Luego, volviéndose hacia Beauchamp: «Si tienes algo que atender, Beauchamp, hazlo ahora mismo; si tienes alguna cita para esta tarde, posponla hasta mañana. Cuento contigo para que me acompañes a la Ópera y, si puedes, trae a Château-Renaud contigo».
Beauchamp se valió del permiso de Alberto y se marchó, prometiendo pasar a buscarlo un cuarto antes de las ocho.
A su regreso a casa, Alberto expresó a Franz, Debray y Morrel su deseo de verlos esa noche en la Ópera.
Luego fue a ver a su madre, quien desde los acontecimientos del día anterior se había negado a ver a nadie y se había quedado en su habitación. La encontró en la cama, abrumada por el dolor ante aquella humillación pública.
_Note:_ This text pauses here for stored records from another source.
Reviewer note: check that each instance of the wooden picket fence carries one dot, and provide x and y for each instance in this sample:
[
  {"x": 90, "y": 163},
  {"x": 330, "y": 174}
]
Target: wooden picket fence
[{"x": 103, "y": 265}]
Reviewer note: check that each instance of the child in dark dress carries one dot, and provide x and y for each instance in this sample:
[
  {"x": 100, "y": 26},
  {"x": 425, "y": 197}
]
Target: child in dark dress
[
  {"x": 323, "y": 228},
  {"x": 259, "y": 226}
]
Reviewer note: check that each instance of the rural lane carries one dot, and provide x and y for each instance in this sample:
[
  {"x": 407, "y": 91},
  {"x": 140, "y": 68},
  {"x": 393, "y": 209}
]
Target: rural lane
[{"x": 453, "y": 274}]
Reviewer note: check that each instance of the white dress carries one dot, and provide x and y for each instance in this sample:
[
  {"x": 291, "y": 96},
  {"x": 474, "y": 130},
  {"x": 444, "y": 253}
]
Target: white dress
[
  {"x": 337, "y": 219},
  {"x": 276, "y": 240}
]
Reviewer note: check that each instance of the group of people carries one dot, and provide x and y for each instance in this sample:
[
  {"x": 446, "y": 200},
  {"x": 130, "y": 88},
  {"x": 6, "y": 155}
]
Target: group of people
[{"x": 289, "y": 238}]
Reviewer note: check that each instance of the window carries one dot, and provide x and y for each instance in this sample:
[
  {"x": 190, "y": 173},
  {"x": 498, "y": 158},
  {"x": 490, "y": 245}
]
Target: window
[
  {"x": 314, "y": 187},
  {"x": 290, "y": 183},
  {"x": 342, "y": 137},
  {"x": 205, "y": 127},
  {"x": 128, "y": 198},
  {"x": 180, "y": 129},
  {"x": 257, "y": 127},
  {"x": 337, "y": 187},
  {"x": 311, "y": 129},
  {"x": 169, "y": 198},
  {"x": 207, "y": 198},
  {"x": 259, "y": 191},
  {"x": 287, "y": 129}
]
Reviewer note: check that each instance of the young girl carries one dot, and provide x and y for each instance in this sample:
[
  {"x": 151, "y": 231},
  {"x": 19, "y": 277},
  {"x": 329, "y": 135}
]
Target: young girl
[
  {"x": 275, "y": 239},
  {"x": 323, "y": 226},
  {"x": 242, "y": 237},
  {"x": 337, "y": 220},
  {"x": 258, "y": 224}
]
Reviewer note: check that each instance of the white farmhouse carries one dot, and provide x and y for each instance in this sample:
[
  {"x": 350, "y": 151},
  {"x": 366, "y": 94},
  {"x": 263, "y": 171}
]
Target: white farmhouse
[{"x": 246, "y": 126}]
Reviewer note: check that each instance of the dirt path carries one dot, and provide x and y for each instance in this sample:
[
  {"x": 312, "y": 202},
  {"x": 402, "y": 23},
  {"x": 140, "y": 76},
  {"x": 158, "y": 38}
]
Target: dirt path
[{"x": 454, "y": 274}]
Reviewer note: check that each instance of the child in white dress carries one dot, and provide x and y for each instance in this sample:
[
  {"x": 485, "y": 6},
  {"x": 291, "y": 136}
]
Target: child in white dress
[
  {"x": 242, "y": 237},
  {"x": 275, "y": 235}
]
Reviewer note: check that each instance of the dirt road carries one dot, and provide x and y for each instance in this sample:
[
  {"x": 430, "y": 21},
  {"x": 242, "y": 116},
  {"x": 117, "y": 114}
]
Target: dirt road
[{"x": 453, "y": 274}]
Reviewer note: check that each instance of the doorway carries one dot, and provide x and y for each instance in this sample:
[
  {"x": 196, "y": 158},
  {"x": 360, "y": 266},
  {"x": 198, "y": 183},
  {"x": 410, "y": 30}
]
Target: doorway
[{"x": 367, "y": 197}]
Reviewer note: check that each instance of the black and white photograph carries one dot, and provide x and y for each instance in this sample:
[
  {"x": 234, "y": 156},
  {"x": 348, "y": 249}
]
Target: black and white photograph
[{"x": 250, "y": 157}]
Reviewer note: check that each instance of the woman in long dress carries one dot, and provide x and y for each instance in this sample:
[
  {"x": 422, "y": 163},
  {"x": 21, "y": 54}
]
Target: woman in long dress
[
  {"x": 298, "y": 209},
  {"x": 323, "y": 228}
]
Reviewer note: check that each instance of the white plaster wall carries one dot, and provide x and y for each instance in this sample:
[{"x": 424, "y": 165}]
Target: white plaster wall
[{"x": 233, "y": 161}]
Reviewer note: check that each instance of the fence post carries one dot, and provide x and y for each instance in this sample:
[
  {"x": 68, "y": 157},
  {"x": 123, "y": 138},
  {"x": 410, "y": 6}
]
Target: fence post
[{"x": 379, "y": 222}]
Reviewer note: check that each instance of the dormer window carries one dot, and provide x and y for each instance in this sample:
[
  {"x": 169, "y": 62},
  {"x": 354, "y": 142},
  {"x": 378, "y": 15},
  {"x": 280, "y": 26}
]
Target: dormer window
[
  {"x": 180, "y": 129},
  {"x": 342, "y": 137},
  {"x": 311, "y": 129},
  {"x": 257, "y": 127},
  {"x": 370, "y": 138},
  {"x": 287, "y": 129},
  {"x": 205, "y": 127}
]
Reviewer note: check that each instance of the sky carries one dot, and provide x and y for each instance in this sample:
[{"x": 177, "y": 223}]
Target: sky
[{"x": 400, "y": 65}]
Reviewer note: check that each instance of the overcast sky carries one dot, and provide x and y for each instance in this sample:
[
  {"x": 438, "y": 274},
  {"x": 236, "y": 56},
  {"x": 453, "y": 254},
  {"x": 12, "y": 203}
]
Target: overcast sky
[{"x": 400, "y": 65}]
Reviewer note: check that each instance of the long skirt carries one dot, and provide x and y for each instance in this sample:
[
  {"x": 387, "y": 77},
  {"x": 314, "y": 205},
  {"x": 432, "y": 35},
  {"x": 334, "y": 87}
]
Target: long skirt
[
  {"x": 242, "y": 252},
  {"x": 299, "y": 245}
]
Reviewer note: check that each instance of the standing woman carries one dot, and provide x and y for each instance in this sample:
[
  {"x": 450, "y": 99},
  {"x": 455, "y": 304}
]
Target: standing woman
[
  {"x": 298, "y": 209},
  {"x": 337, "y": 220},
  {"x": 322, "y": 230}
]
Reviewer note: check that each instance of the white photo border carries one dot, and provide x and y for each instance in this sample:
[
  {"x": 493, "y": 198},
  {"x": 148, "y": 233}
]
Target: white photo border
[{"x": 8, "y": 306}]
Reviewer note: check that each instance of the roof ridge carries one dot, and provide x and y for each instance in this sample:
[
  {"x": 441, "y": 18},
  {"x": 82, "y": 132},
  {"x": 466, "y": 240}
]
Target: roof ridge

La vista de Alberto produjo el efecto que naturalmente podía esperarse en Mercédès; ella apretó la mano de su hijo y sollozó ruidosamente, pero sus lágrimas la aliviaron.
Alberto permaneció un momento mudo al lado de la cama de su madre. Se veía claramente por su rostro pálido y sus cejas fruncidas que su resolución de vengarse se iba debilitando.
—Querida madre —dijo él—, ¿sabes si el señor de Morcerf tiene algún enemigo?